Yo-yo dieting 'can increase the risk of kidney cancer'Women have been warned that yo-yo dieting can more than double the risk of developing kidney cancer. Scientists have found that women who repeatedly lose weight only to put it back on are at a significantly higher risk of the disease later in life. Experts have known for years that smoking and obesity are two of the main risk factors for kidney cancer. But the latest research suggests that "weight cycling" - as typified by the fluctuating shape of Geri Halliwell - may exert an even bigger influence on the disease than body size. Each year 6,700 people in Britain are diagnosed with kidney cancer, most over 65 and more men than women. It is the UK's 13th most common cause of cancer and is notoriously difficult to treat.
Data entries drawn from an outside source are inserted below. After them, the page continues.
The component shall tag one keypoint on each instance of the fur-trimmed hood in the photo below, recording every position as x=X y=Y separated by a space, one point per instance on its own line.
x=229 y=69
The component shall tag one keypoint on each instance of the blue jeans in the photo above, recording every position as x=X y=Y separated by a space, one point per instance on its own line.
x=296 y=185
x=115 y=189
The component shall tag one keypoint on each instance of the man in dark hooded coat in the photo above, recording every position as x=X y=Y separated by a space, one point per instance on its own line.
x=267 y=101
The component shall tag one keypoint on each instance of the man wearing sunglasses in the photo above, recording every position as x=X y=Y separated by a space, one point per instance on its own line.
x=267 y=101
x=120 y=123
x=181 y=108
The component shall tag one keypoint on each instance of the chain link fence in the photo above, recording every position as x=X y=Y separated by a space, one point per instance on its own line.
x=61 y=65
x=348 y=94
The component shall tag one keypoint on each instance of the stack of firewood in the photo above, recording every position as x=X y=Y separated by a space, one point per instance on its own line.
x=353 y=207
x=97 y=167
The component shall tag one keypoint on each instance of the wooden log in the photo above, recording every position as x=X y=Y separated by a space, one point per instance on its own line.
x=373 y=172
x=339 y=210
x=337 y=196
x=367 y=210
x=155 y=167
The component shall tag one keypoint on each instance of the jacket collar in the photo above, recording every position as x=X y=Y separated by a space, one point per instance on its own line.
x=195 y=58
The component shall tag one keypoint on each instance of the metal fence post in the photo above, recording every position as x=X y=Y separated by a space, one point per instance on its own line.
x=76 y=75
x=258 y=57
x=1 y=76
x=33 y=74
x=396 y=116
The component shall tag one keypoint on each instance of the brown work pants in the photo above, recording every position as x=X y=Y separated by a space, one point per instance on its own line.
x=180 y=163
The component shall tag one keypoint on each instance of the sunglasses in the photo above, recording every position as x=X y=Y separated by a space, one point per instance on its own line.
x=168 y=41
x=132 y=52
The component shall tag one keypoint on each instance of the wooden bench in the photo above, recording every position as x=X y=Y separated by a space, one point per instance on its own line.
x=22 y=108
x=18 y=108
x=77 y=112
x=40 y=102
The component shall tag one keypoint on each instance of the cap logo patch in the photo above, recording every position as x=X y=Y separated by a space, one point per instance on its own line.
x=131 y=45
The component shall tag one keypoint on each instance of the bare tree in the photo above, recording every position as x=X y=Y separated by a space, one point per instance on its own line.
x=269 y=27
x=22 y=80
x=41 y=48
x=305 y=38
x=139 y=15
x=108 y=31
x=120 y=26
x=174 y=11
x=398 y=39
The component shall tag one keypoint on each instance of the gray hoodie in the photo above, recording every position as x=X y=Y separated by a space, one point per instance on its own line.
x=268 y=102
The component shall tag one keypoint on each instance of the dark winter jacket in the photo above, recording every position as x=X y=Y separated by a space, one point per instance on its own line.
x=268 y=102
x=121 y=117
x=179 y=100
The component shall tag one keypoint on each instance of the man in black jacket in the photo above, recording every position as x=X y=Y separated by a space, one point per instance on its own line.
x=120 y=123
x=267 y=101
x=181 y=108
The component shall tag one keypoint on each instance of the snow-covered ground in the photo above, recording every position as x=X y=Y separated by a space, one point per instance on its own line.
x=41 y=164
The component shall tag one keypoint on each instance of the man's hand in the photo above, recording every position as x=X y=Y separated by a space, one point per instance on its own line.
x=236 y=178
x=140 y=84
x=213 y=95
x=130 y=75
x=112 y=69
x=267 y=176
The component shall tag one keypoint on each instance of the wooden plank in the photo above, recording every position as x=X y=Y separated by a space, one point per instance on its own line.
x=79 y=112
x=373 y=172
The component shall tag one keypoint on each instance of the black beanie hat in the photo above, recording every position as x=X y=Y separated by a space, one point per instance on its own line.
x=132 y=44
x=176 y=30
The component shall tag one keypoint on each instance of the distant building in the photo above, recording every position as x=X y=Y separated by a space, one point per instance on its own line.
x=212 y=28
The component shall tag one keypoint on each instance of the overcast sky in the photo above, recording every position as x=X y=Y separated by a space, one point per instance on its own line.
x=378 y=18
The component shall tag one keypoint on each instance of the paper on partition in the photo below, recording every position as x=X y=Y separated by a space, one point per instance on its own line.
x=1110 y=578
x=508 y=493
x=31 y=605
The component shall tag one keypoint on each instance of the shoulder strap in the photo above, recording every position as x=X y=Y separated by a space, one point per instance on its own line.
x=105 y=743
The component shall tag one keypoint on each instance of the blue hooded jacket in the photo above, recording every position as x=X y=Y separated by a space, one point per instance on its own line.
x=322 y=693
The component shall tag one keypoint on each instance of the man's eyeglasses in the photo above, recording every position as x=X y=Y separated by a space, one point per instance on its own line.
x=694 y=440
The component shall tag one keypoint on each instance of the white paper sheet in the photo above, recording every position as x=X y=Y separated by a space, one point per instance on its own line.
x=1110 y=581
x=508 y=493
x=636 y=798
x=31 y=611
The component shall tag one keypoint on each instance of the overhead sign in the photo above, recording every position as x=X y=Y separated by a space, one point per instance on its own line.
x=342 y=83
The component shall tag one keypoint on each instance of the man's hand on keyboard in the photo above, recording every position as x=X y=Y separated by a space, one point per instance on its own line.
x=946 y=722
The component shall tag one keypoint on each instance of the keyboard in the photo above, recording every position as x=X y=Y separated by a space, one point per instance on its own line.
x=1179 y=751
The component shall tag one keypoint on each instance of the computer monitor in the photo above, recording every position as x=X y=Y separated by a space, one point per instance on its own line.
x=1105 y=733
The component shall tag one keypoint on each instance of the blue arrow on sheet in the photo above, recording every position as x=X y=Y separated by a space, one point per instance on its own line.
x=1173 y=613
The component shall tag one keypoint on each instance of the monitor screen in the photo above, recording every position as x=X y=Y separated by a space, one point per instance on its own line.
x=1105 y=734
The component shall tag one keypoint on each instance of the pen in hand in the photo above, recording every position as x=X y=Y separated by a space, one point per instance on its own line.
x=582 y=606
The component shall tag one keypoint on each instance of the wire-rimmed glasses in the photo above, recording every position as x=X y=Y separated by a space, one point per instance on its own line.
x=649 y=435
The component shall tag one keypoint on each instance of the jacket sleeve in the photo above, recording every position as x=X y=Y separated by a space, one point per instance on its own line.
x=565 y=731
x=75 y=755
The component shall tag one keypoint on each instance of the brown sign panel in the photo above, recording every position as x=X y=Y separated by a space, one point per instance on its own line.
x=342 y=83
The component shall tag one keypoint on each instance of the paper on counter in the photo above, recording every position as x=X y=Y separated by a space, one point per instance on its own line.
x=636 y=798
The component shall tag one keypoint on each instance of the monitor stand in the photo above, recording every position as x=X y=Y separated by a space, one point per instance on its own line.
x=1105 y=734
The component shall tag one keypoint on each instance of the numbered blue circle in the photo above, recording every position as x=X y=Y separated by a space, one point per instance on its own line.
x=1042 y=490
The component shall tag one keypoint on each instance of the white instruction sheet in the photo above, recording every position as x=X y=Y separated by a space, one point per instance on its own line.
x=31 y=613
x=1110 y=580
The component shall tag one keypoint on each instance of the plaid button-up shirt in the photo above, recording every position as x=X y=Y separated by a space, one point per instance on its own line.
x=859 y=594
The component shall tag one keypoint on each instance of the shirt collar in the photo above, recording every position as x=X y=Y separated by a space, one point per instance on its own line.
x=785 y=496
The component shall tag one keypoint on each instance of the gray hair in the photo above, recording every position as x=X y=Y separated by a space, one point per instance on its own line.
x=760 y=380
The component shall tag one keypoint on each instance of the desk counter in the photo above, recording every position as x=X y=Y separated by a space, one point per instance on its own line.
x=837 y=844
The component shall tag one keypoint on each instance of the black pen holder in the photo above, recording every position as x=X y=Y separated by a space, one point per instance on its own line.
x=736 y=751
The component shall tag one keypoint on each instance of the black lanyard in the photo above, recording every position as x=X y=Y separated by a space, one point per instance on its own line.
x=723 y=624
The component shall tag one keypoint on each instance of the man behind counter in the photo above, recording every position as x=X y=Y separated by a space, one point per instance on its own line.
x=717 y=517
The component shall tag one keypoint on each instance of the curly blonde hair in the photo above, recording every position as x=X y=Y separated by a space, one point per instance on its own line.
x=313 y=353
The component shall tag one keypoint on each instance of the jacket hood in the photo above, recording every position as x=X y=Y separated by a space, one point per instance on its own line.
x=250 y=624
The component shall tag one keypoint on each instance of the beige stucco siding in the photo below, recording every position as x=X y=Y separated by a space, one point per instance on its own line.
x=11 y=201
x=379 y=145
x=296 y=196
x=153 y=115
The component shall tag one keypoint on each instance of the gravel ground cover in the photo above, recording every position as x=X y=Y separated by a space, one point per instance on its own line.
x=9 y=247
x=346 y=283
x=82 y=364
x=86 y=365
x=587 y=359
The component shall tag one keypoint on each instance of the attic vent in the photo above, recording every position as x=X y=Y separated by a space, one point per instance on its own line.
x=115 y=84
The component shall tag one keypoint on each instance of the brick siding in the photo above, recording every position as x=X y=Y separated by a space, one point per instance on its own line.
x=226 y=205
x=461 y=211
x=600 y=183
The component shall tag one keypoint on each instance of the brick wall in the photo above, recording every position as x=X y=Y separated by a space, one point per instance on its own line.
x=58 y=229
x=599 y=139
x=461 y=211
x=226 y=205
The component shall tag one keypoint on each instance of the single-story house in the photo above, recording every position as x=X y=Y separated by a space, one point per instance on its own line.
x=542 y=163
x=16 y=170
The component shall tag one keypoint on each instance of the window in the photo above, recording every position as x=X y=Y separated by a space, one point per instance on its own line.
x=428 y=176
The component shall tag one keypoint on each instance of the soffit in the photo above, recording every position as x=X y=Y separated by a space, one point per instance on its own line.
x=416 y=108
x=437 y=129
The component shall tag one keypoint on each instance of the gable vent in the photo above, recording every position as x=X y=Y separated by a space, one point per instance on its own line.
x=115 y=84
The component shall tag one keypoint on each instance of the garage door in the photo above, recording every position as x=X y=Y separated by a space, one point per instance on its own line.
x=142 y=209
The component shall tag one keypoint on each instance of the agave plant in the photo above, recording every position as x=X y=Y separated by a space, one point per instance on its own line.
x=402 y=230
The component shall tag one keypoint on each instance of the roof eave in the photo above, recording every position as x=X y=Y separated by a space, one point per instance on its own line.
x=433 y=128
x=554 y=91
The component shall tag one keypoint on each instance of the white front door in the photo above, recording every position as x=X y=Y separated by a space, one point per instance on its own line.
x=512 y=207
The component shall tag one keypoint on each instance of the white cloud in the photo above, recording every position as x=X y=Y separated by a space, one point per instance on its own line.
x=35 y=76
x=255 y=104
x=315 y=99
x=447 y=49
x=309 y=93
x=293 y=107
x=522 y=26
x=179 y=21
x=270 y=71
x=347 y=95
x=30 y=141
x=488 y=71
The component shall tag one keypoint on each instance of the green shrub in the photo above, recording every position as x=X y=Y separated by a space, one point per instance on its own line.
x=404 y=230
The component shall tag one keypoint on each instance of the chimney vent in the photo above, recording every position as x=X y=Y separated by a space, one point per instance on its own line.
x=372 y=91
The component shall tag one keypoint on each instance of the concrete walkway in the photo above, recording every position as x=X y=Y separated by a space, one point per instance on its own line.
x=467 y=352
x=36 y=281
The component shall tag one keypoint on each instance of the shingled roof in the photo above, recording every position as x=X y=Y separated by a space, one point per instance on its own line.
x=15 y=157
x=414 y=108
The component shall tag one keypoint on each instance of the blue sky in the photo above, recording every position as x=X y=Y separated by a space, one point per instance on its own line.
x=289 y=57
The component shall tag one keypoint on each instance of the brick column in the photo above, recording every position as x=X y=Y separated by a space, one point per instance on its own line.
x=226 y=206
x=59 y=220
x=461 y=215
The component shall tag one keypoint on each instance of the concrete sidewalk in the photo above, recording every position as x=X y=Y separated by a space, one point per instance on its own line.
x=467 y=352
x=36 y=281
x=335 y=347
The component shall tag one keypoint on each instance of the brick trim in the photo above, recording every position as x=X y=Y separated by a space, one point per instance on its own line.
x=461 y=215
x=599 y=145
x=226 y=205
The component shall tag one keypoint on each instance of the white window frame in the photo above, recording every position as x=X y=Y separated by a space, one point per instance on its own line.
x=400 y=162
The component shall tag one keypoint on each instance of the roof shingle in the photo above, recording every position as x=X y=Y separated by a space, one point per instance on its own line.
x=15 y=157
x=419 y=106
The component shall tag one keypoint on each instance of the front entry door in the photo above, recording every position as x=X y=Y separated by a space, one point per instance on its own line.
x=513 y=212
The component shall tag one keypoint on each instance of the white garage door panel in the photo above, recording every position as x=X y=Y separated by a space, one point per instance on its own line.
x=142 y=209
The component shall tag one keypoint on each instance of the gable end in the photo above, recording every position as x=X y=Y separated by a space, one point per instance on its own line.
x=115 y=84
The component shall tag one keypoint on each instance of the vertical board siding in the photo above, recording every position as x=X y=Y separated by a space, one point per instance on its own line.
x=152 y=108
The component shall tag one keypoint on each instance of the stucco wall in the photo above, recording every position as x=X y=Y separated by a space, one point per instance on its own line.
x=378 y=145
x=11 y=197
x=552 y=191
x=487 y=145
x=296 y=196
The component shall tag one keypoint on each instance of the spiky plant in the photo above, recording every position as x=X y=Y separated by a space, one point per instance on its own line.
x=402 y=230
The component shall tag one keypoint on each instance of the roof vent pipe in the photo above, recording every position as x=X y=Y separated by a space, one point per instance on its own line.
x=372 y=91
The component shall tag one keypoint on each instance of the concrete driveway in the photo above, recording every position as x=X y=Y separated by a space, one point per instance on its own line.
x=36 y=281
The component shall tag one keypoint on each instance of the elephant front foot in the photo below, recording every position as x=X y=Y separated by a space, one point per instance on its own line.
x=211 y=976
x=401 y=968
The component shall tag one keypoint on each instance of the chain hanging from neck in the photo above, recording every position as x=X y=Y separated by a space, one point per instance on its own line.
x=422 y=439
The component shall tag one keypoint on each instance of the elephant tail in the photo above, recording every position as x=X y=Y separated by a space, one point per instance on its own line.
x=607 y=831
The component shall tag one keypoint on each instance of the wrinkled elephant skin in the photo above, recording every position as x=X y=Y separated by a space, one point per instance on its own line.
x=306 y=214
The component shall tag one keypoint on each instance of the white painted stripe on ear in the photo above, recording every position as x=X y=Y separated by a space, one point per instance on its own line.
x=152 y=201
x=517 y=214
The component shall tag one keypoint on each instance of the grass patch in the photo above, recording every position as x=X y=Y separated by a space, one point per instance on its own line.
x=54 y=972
Swedish and American scientists studied 140,057 women aged between 50 and 79 for almost eight years, and found that yo-yo dieting and a large waistline were far bigger risk factors in the development of the disease in older women than just obesity. Women whose weight fluctuated by more than 4.5kg (10lb) on more than ten occasions during their adult life were two and a half times more likely to develop kidney cancer than women whose weight had remained stable. The researchers also found it was safer for women to gain weight steadily as they grew older than to lose weight and keep it that way through strict dieting. Women who did this were found to have a 60 per cent increased risk of developing the cancer.